At the core of the service is an app, available for iOS and Android, that routes incoming calls and text messages through an internet connection. Because Iristel runs a wide VoIP network across Canada, and provides SMS services to many businesses, it can generate local numbers, or port existing numbers, to its service. Similar to options like Viber and Skype, Sugar Mobile sits on top of a smartphone and routes incoming calls and texts — exactly the same as your phone’s dialer app.
But Sugar Mobile isn’t just a Viber or Skype competitor — the company’s relationships with telcos like Rogers and Bell allow it to negotiate competitive wholesale cellular roaming data rates, since Canada’s major telcos roam on Ice Wireless in cities like Yellowknife, Whitehorse, Inuvik and Tuktoyaktuk.

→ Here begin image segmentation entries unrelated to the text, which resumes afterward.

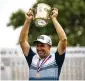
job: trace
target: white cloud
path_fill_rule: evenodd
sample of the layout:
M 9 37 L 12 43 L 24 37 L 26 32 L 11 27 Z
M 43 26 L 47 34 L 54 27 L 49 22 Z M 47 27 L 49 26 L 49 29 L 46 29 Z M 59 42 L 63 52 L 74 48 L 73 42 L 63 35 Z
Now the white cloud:
M 13 30 L 7 27 L 9 17 L 12 12 L 18 9 L 27 11 L 36 0 L 2 0 L 0 1 L 0 47 L 14 47 L 18 41 L 21 27 Z

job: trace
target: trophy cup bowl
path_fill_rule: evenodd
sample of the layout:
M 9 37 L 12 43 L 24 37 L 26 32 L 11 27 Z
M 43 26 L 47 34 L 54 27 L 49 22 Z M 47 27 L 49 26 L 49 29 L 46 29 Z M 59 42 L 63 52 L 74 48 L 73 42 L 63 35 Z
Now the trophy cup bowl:
M 37 27 L 45 27 L 50 19 L 51 7 L 45 3 L 39 3 L 36 7 L 34 23 Z

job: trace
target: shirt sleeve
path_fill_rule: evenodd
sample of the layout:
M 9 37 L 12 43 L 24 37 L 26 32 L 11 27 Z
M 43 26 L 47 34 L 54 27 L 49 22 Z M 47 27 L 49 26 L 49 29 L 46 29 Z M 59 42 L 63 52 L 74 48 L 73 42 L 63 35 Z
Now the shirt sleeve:
M 65 52 L 62 55 L 59 55 L 58 51 L 55 53 L 55 60 L 56 63 L 58 64 L 58 67 L 62 67 L 64 59 L 65 59 Z
M 34 53 L 33 50 L 30 48 L 28 56 L 25 56 L 29 67 L 30 67 L 30 65 L 31 65 L 32 58 L 33 58 L 34 55 L 35 55 L 35 53 Z

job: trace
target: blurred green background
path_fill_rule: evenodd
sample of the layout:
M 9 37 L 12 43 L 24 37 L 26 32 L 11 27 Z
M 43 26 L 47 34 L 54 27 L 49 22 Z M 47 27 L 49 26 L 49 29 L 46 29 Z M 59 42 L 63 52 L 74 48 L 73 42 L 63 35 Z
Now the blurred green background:
M 33 5 L 36 7 L 38 3 L 46 3 L 52 8 L 59 9 L 58 21 L 65 30 L 68 39 L 68 46 L 85 46 L 85 1 L 84 0 L 37 0 Z M 19 9 L 10 15 L 8 27 L 13 26 L 14 29 L 22 27 L 25 21 L 25 12 Z M 58 43 L 58 36 L 52 21 L 46 27 L 36 27 L 34 22 L 31 23 L 29 33 L 29 43 L 33 46 L 33 41 L 40 34 L 51 36 L 53 46 Z

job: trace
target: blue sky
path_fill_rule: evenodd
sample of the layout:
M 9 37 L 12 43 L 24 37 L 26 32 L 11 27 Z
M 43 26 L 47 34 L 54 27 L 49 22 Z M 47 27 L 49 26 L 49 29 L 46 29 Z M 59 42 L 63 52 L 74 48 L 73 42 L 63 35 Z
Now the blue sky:
M 11 13 L 18 9 L 27 12 L 35 2 L 36 0 L 0 0 L 0 48 L 11 48 L 18 42 L 21 27 L 13 30 L 6 26 Z

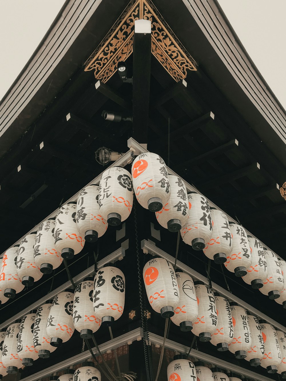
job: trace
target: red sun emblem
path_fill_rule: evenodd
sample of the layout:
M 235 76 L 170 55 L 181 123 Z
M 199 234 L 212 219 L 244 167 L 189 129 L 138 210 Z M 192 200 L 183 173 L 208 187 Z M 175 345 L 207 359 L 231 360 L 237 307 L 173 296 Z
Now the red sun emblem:
M 134 178 L 138 177 L 144 172 L 148 166 L 148 163 L 146 160 L 138 160 L 134 164 L 132 170 L 132 175 Z
M 148 267 L 144 274 L 145 283 L 147 286 L 154 283 L 159 275 L 159 272 L 156 267 Z

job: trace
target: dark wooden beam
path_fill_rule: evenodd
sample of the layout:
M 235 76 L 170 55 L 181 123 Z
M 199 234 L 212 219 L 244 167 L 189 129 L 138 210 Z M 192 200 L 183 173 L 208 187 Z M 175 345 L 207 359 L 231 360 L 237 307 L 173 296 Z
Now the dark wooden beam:
M 151 73 L 151 23 L 135 21 L 133 44 L 133 137 L 147 143 Z

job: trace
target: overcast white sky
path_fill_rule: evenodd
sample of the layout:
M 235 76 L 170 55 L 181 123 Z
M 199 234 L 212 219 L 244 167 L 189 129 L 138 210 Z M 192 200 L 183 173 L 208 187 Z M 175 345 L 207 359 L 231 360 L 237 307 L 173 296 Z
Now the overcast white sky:
M 64 2 L 0 0 L 0 99 L 36 48 Z M 219 2 L 259 70 L 286 108 L 286 0 Z

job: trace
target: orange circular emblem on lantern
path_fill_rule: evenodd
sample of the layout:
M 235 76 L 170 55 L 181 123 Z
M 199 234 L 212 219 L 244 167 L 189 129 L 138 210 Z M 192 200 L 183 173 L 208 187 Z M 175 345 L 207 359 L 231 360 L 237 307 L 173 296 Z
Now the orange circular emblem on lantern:
M 177 373 L 172 373 L 169 377 L 169 381 L 181 381 L 181 377 Z
M 135 178 L 144 172 L 148 166 L 148 162 L 146 160 L 138 160 L 134 164 L 132 175 Z
M 145 283 L 147 286 L 154 283 L 159 275 L 159 272 L 156 267 L 148 267 L 144 274 Z

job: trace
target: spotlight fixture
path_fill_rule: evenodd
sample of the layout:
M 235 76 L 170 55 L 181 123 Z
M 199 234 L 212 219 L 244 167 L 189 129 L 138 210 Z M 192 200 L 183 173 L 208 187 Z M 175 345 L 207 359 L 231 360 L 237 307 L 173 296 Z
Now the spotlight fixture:
M 95 160 L 102 165 L 106 165 L 109 162 L 116 161 L 122 154 L 112 151 L 106 147 L 101 147 L 95 151 Z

While 200MB of cellular data per month may not seem like a lot, Bishay estimates that many Sugar Mobile users will spend 80 percent of their time on a WiFi network, which offloads the vast majority of data from 3G. Additional data can be purchased in 500MB allotments for $19, and unused data carries over to the next month, and doesn’t expire. Voicemail and call display can also be purchased as a single $19 add-on.
Bishay says that Sugar Mobile has a much better chance of success than traditional mobile resellers like PC Mobile and SpeakOut 7-11 because its parent company, Iristel, has built up a considerable hybrid VoIP-cellular infrastructure throughout the country. Even without owning spectrum in big cities like Toronto, Vancouver, Montreal and Calgary, Sugar Mobile customers will see lower data prices than most resellers, merely through greater negotiating power.
Of course, being tied to an app means that Sugar doesn’t have the same benefits on an Android or iOS device as a regular telco like Rogers, Bell or Telus. On iOS, incoming calls don’t take over the whole screen, but instead show up as repeating notifications near the top of the display. (Changing the type of notification from Banner to Alert makes it more prominent, but it’s still not as obvious as a full-screen takeover). On Android, the app is slow and poorly designed, and crashes often, though Sugar Mobile representative Patrick Arlia says that a fully-native Android client is coming next year.
Sugar Mobile is intriguing less for its value proposition than what it exposes about the Canadian telecom industry. Earlier this year, when the CRTC proposed lower rates for wholesale wireless data, it did not extend them to MVNOs, or Mobile Virtual Network Operators — companies that have no wireless infrastructure of their own. In the US, MVNOs are pervasive and successful, offering proper alternatives to the incumbents like Sprint, Verizon, T-Mobile and AT&T. The MVNO market in Canada, on the other hand, is all but barren, a testament to the strict regulatory framework built around such enterprises.
Sugar Mobile benefits by masquerading as an MVNO while leaning on the strength of its existing network and relationships. It’s a Trojan Horse into the consumer cellular market by a company that has largely been reliant on B2B for its growth.
Whether the company finds success depends on its ability to educate consumers on its value — and proving WiFi really is that easy to connect to.